I told her I had been married, but had lost my wife and had determined never to marry again till I could find a widow whom I had admired as a married woman.

Giovanni, the new waiter, explained to me that the butcher was not really bad or cruel at all. I shook my head at him and said I wished I could think so, but that his poor wife looked very ill and unhappy.

The housemaid's name was La Rosa Mistica.

The landlord was a favourite with all the guests. Every one patted him on the cheeks or the head, or chucked him under the chin, or did something nice and friendly at him. He was a little man with a face like a russet pippin apple, about sixty-five years old, but made of iron. He was going to marry a third wife, and six young women had already come up from S. Ambrogio to be looked at. I saw one of them. She was a Visigoth-looking sort of person and wore a large wobbly-brimmed straw hat; she was about forty, and gave me the impression of being familiar with labour of all kinds. He pressed me to give my opinion of her, but I sneaked out of it by declaring that I must see a good deal more of the lady than I was ever likely to see before I could form an opinion at all.

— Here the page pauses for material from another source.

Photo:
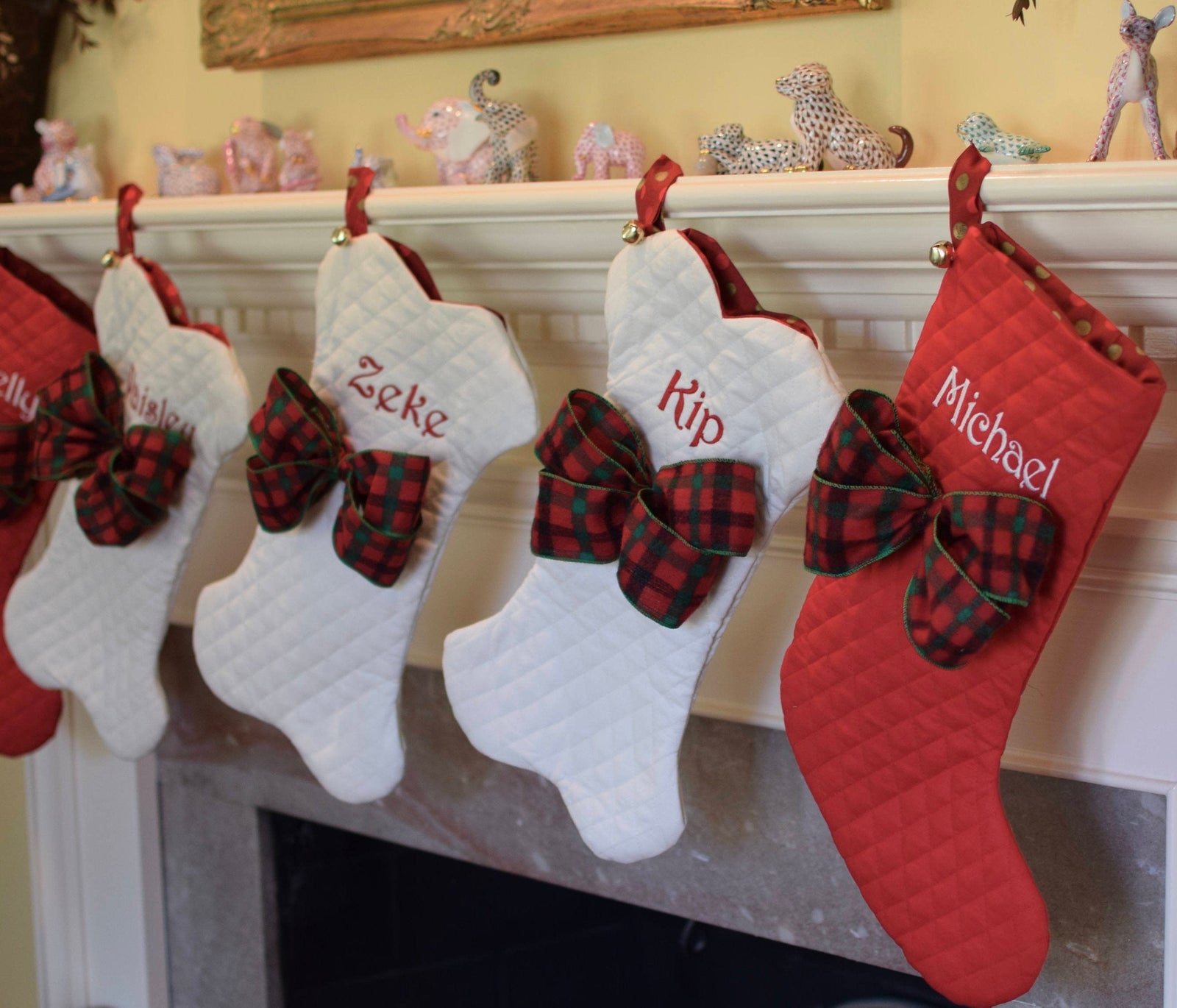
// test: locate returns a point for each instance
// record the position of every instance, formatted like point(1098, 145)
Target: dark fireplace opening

On coming down from the sanctuary one afternoon I heard the landlord's comic song, of which I have spoken above. It was about the musical instruments in a band: the trumpet did this, the clarinet did that, the flute went tootle, tootle, tootle, and there was an appropriate motion of the hand for every instrument. I was a little disappointed with it, but the landlord said I was too serious and the only thing that would cure me was to learn the song myself. He said the butcher had learned it already, so it was not hard, which indeed it was not. It was about as hard as:

The battle of the Nile I was there all the while At the battle of the Nile.

I had to learn it and sing it (Heaven help me, for I have no more voice than a mouse!), and the landlord said that the motion of my little finger was very promising.

The chestnuts are never better than after harvest, when they are heavy-laden with their pale green hedgehog-like fruit and alive with people swarming among their branches, pruning them while the leaves are still good winter food for cattle. Why, I wonder, is there such an especial charm about the pruning of trees? Who does not feel it? No matter what the tree is, the poplar of France, or the brookside willow or oak coppice of England, or the chestnuts or mulberries of Italy, all are interesting when being pruned, or when pruned just lately. A friend once consulted me casually about a picture on which he was at work, and complained that a row of trees in it was without sufficient interest. I was fortunate enough to be able to help him by saying: "Prune them freely and put a magpie's nest in one of them," and the trees became interesting at once. People in trees always look well, or rather, I should say, trees always look well with people in them, or indeed with any living thing in them, especially when it is of a kind that is not commonly seen in them; and the measured lop of the bill-hook and, by and by, the click as a bough breaks and the lazy crash as it falls over on to the ground, are as pleasing to the ear as is the bough-bestrewn herbage to the eye.

To what height and to what slender boughs do not these hardy climbers trust themselves. It is said that the coming man is to be toeless. I will venture for it that he will not be toeless if these chestnut-pruning men and women have much to do with his development. Let the race prune chestnuts for a couple of hundred generations or so, and it will have little trouble with its toes.

Of course, the pruners fall sometimes, but very rarely. I remember in the Val Mastallone seeing a votive picture of a poor lady in a short petticoat and trousers trimmed with red round the bottom who was falling head foremost from the top of a high tree, whose leaves she had been picking, and was being saved by the intervention of two saints who caught her upon two gridirons. Such accidents, however, and, I should think, such interventions, are exceedingly rare, and as a rule the peasants venture freely into places which in England no one but a sailor or a steeple-jack would attempt.

And so we left this part of Italy, wishing that more Hugo de Montboissiers had committed more crimes and had had to expiate them by building more sanctuaries.